U.S. Healthcare Reform: Preventing Fissures in the Dam Jul 11, 2012
The mind works in mysterious ways. While thinking about possible future scenarios for US healthcare after the Supreme Court announced its decision on the constitutionality of healthcare reform, I was watching a show on the History Channel from the series Modern Marvels. They were showing a program from 2007 called “Dams”. One of the segments featured the collapse of the nearly completed Teton Dam in eastern Idaho on June 5, 1976. The dam was an earthen bulwark dam built by the Bureau of Reclamation, a government organization well experienced in dam building, having built both the Hoover and Grand Coulee Dams.

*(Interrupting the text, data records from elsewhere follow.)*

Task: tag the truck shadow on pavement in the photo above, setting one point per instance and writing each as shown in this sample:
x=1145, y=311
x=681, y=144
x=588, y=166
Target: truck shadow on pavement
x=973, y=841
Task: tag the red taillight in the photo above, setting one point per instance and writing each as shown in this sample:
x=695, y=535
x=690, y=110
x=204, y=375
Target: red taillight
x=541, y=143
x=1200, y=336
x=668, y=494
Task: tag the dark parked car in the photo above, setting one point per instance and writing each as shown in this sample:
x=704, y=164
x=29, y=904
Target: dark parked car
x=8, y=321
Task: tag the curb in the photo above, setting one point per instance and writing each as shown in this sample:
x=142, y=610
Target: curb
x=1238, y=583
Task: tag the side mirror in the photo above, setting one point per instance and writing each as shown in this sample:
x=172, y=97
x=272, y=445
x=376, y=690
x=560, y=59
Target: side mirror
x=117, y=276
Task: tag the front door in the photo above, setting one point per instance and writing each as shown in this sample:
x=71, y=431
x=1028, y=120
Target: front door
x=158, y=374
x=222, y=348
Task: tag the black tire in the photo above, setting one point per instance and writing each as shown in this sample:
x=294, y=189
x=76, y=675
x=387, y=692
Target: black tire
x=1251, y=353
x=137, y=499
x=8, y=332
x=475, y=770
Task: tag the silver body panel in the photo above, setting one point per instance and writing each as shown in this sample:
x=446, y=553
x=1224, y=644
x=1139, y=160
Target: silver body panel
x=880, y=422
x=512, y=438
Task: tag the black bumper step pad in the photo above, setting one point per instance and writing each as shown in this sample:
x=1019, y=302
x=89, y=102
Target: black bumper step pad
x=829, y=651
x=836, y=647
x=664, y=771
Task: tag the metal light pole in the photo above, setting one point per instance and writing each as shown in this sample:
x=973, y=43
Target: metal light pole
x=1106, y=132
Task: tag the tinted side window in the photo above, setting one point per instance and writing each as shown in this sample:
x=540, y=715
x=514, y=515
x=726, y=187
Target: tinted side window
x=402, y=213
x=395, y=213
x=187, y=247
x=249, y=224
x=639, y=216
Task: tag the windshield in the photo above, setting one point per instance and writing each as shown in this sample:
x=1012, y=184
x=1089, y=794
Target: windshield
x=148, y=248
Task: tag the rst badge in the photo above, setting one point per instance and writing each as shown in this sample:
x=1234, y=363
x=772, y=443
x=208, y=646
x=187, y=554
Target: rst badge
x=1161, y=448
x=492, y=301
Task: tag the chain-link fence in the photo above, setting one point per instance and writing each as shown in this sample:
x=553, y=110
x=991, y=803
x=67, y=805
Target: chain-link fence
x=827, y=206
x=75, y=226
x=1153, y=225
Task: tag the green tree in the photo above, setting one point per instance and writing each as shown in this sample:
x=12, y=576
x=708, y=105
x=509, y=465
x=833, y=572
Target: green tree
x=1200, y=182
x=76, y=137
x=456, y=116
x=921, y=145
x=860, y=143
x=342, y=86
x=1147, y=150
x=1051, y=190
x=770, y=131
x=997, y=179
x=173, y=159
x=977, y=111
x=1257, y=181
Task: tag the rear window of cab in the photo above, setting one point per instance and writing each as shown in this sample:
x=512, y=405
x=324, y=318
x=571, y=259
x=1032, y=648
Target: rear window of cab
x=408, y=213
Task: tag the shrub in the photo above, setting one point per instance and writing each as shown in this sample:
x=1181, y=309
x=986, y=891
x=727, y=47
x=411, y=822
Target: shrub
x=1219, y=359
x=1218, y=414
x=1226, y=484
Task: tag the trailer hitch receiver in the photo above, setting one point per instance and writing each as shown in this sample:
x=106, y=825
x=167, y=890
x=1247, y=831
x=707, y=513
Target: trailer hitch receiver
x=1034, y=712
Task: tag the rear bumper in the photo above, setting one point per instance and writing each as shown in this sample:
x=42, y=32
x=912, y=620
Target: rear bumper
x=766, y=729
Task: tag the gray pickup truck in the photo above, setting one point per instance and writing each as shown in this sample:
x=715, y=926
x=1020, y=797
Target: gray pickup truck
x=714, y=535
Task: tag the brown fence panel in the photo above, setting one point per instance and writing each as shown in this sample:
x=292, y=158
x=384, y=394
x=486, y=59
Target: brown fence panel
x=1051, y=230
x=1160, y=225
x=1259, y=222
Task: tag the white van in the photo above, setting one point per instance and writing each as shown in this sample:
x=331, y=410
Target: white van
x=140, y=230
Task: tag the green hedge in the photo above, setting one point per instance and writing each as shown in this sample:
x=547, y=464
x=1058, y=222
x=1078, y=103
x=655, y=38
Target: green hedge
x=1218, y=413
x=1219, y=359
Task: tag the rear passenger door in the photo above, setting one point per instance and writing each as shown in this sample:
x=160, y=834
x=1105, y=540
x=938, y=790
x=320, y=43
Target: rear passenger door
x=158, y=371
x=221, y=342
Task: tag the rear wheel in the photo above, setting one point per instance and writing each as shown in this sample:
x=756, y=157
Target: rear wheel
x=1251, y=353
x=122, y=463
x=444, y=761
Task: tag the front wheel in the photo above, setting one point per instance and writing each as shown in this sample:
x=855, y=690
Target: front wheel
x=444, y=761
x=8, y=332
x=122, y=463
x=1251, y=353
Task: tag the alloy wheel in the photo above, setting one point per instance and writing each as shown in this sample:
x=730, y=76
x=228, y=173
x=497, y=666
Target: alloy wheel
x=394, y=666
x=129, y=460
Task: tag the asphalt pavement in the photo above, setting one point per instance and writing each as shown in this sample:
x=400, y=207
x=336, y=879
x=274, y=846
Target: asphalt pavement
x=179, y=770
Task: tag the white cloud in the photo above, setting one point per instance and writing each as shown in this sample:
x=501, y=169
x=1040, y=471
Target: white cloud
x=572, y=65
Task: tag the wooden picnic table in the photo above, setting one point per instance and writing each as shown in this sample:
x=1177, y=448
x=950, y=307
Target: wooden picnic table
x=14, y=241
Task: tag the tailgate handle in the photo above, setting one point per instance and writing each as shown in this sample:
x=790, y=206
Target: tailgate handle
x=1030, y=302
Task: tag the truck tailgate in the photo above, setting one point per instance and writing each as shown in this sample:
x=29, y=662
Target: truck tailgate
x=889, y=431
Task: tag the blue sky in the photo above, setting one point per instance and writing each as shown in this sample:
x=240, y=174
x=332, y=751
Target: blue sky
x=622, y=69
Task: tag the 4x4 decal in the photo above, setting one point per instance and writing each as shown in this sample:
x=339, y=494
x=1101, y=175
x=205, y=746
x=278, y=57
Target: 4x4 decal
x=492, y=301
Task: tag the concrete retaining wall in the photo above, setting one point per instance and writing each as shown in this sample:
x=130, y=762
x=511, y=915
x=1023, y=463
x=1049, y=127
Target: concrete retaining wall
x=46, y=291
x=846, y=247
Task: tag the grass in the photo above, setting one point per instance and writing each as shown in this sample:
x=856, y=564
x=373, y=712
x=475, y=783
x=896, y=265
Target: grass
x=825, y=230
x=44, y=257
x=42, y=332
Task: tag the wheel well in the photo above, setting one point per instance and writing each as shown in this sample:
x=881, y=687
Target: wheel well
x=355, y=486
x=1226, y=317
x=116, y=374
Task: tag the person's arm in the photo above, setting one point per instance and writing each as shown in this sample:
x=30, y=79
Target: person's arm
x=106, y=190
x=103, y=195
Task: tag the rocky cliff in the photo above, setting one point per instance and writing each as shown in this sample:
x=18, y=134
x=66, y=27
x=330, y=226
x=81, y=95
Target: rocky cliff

Water was building up in the reservoir behind the dam although the spillway was not yet functioning. The slow seeping of water from the dam was not unexpected for an earthen bulwark dam. But when the seeping became a fissure and the fissure swallowed the bulldozers, the engineers knew they had a catastrophic failure on their hands. The complete collapse of the dam wiped out 3 towns and killed 11 people. The consequences would have been much greater without an early warning.
The investigation that followed never pinpointed the specific cause of the failure. The overall cost was probably upwards of $2 billion. Engineers said that significant learning came from the disaster and that a combination of geological factors and design decisions probably were responsible.
What will come in the future from health care reform is the subject of major political debate. This blog is not about the politics. It’s about the engineering that must take place in order to handle the floodwaters that will come.
News outlets where I live in the Rio Grande Valley (RGV) of Texas say that approximately 35% of our residents don’t have health insurance. That comes to 447,000 people. Texas overall ranks 40th in the number of physicians per 100,000 people — 152 compared to a 196 national average. In the RGV, we have just 119 per 100,000. With a little quick math, that means we will need another 531.9 physicians to maintain the current service level/physician ration with the increase in people seeking regular care from a physician.
Our health care engineers need to start thinking about how to deal with these floodwaters before a fissure becomes a catastrophe. We need to work to reduce the chances of a combination of geographic factors and bad design decisions. Health care facilities need to start working with their consulting partners to address these issues.